Install DeployR Server

The basic installation of DeployR installs the DeployR main server and configure a local H2 database on the same machine. If you wish to use a different database, you can configure DeployR to do so later as described in the steps as follows.

In addition to this basic installation, DeployR Enterprise customers can also use a remote database for DeployR or install additional grid nodes for optimized workload distribution.

The following steps are for installing DeployR Enterprise after installing these dependencies:

  1. Log in to the operating system as root or a user with sudo permissions.

    Examples are written for user deployr-user. For another user, update the commands accordingly.

  2. Create the deployrdownload directory and go to that directory. At the prompt, type:

    mkdir /home/deployr-user/deployrdownload
    cd /home/deployr-user/deployrdownload
    
  3. Find the software, DeployR-Enterprise-Linux-8.0.5.tar.gz from within the Microsoft R Server 2016 package you downloaded in the prerequisites step.

  4. Unzip the tar file contents, go the deployrInstall/installFiles directory, and launch the installation script. At the prompt, type:

    tar -xzf DeployR-Enterprise-Linux-8.0.5.tar.gz
    cd deployrInstall/installFiles
    ./installDeployREnterprise.sh
    
  5. When the installer starts, accept the terms of the agreement to continue.

  6. From the installer menu, choose option 1. This installs the DeployR server along with a local H2 database.

  7. Follow the remaining onscreen installer prompts. If you are keeping an older version of DeployR on this same machine for the purposes of migrating data, for example, then be sure to install this version in its own directory.

  8. Review and follow these critical post-installation steps. You will not be able to log in to the server until you set a password.

Post Installation Steps

The following steps outline what you need to do after running the DeployR installer.

  1. Set the administrator's password so you can log in to the server and its landing page.

    1. Launch the DeployR Administrator Utility script as root or a user with sudo permissions:

      cd /home/deployr-user/deployr/8.0.5/deployr/tools/ 
      ./adminUtilities.sh
      
    2. From the main menu, choose the option to set a password for the local DeployR admin account.

    3. Enter a password for this account. Passwords must be 8-16 characters long and contain at least one or more uppercase character(s), one or more lowercase character(s), one or more number(s), and one or more special character(s).

    4. Confirm the password.

  2. Log in to the DeployR landing page as admin to test your newly defined password at http://<DEPLOYR_SERVER_IP>:8050/deployr/landing.

    At this point, you will only be able to login locally using localhost. You are able to log in remotely only once you've configure public access in a later step in this section.

  3. If desired, set up grid nodes. You can install and configure any additional grid nodes.

  4. If you want to use non-default port numbers for DeployR, manually update them now.

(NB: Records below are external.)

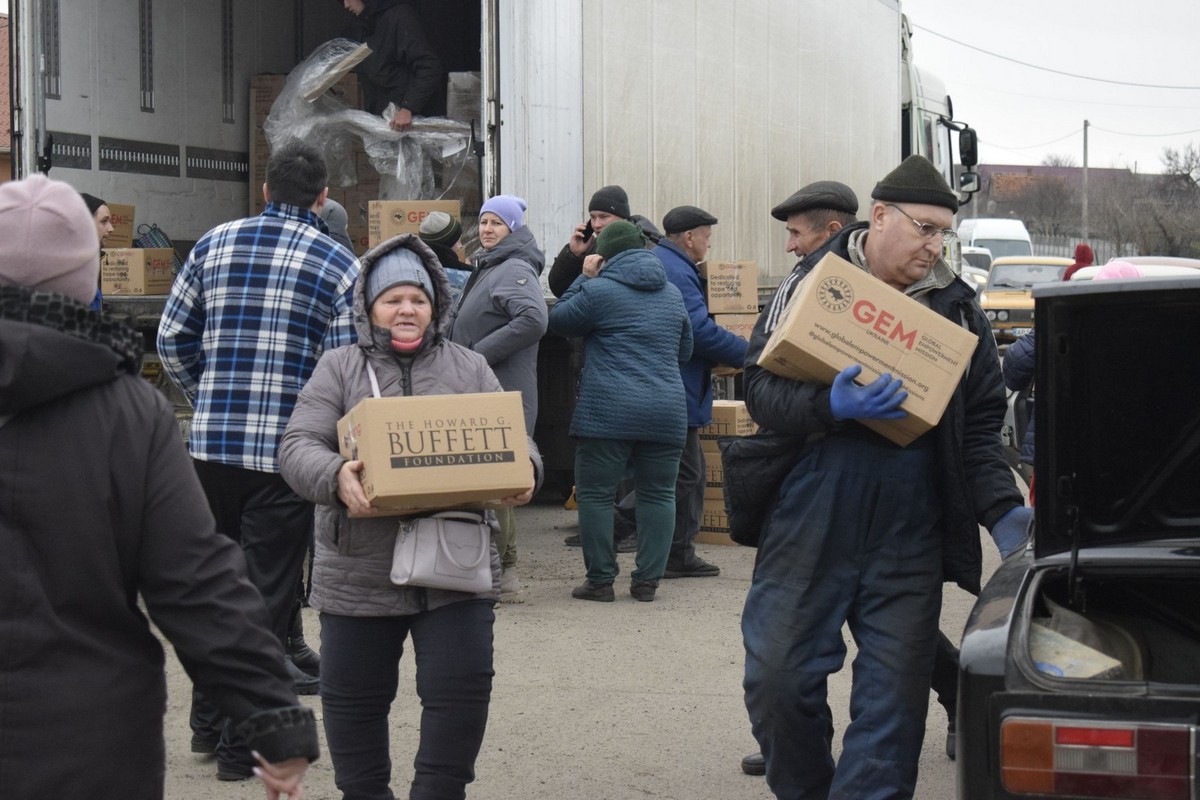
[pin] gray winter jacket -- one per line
(353, 557)
(502, 314)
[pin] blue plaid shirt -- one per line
(249, 314)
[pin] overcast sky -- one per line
(1024, 114)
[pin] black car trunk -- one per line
(1113, 627)
(1117, 468)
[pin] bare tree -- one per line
(1169, 217)
(1060, 161)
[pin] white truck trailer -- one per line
(729, 104)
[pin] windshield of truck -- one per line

    HortonWorks Data Platform User Alert!   Both DeployR and the HDP Resource Manager use the same default port of 8050. To avoid conflicts, you can change the DeployR port.

  5. If you want to use a PostgreSQL database locally or remotely instead of the default local H2 database, configure it as described here.

  6. If you want to provision DeployR on Azure or AWS as described in these steps.

  7. Run diagnostic tests. Test the install by running the full DeployR diagnostic tests. If there are any issues, you must solve them before continuing. Consult the Troubleshooting section for additional help or post questions to our DeployR Forum.

  8. Review security documentation and consider enabling HTTPs. Learn more by reading the Security Introduction and the Enabling HTTPs topic.

    We strongly recommended that SSL/HTTPS be enabled in all production environments.

  9. Check the web context. If the wrong IP was detected during installation, update that Web context now.

  10. Get DeployR client-side developer tools, including the RBroker framework and client libraries.

  11. Create accounts for your users in the Administration Console. Then, provide each user with their username and password as well as the address of the DeployR landing page.

  12. Learn more. Read the Administrator Getting Started guide. You can also read and share the Data Scientist Getting Started and the Application Developer Getting Started guides.

Configuring DeployR

For the best results, complete these configuration topics in the order in which they are presented.

Update Your Firewall

If you are using the IPTABLES firewall or equivalent service for your server, use the iptables command (or equivalent command/tool) to open the following ports:

Machine Ports Open Ports
DeployR server machine Tomcat ports:
- 8050 (Tomcat default port)
- 8051 (Tomcat HTTPS port)
To the outside
DeployR server machine - 8056 (DeployR event console port) To the public IP of DeployR server AND to the public IP of each grid node machine
Remote grid node machines DeployR Rserve ports:
- 8054 (RServe connection port)
- 8055 (RServe cancel port)
To the public IP of the DeployR server

If any of the following cases exist, update your firewall manually:

  • Whenever you use non-default port numbers for communications between DeployR and its dependencies, add those port numbers instead of the port numbers in the table preceding.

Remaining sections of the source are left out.